BOSTON (AP) — A bid to grow daily fantasy sports overseas doesn't appear to be gaining much traction as the industry fights for survival on its home front.
Gambling analysts say DraftKings, the industry's second largest company, has struggled to break into Great Britain's well established sports betting industry since it launched to fanfare in February.
"They have had virtually no traction whatsoever," said David Copeland, CEO at SuperLobby.com, a United Kingdom-based website that tracks betting activity on DraftKings and other daily fantasy sports sites. "The casual U.K. bettor has probably never heard of DraftKings."
But Jeffrey Haas, DraftKings' London-based chief international officer, challenged that assessment shared by other analysts.
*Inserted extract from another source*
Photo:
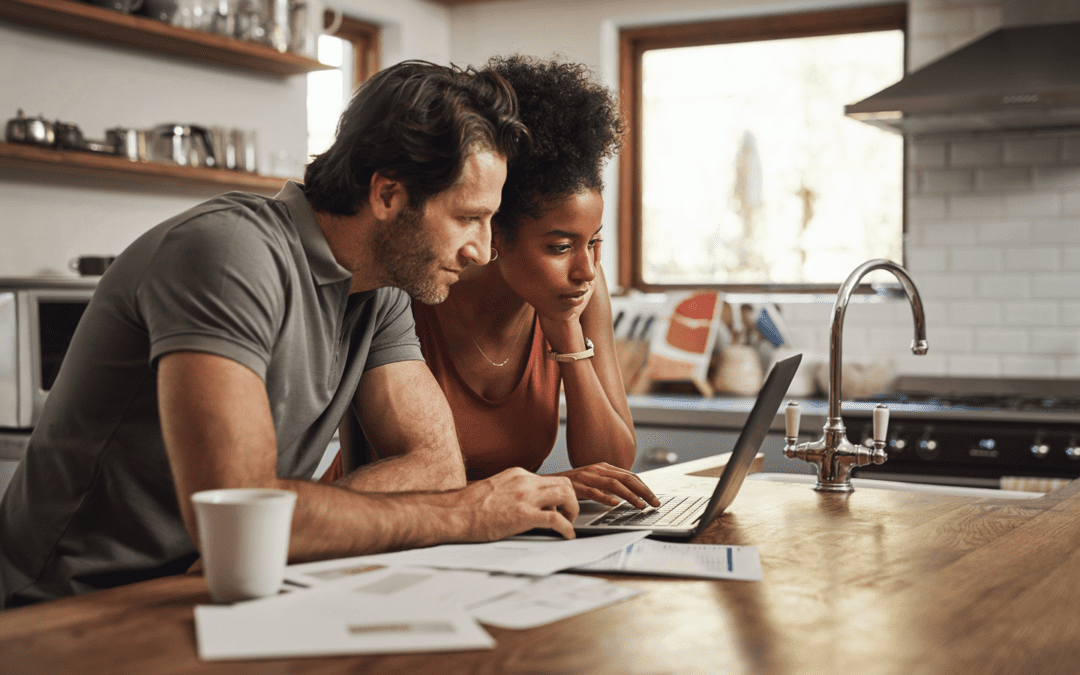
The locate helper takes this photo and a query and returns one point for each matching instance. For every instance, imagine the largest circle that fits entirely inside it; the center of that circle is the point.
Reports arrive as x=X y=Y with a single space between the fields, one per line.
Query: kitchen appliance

"We're getting a very favorable response," he told The Associated Press, though he declined to provide data or documents to support the claim. "I can't quantify that specifically, but from a trend perspective, it's going in the right direction for us."
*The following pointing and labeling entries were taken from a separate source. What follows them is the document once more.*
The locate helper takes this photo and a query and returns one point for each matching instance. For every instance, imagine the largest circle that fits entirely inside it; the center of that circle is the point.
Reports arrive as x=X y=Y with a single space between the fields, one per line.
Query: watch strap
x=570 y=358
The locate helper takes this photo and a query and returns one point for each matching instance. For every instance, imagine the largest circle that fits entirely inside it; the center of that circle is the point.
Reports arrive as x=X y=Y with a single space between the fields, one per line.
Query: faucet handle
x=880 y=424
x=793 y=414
Haas said "tens of thousands" of new U.K. players have already signed up and the Boston-based company remains on track to meet its target of enrolling about 100,000 new players in its first year. DraftKings' U.K. offerings are primarily focused on soccer, but players also have access to NBA, NFL, NHL and other sports competitions.
Like other licensed gambling companies, DraftKings is required to file regular reports accounting revenue, bets and other information to the gambling regulators, but those filings aren't public.
Analysts suggest a number of factors are contributing to what they see as the company's lackluster performance overseas.
Chris Grove, a Las Vegas-based gambling industry analyst, said the legal debate over daily fantasy sports in the U.S. has tied up financial resources and prevented DraftKings from a major advertising or marketing blitz in the U.K., as it did to great effect in the U.S.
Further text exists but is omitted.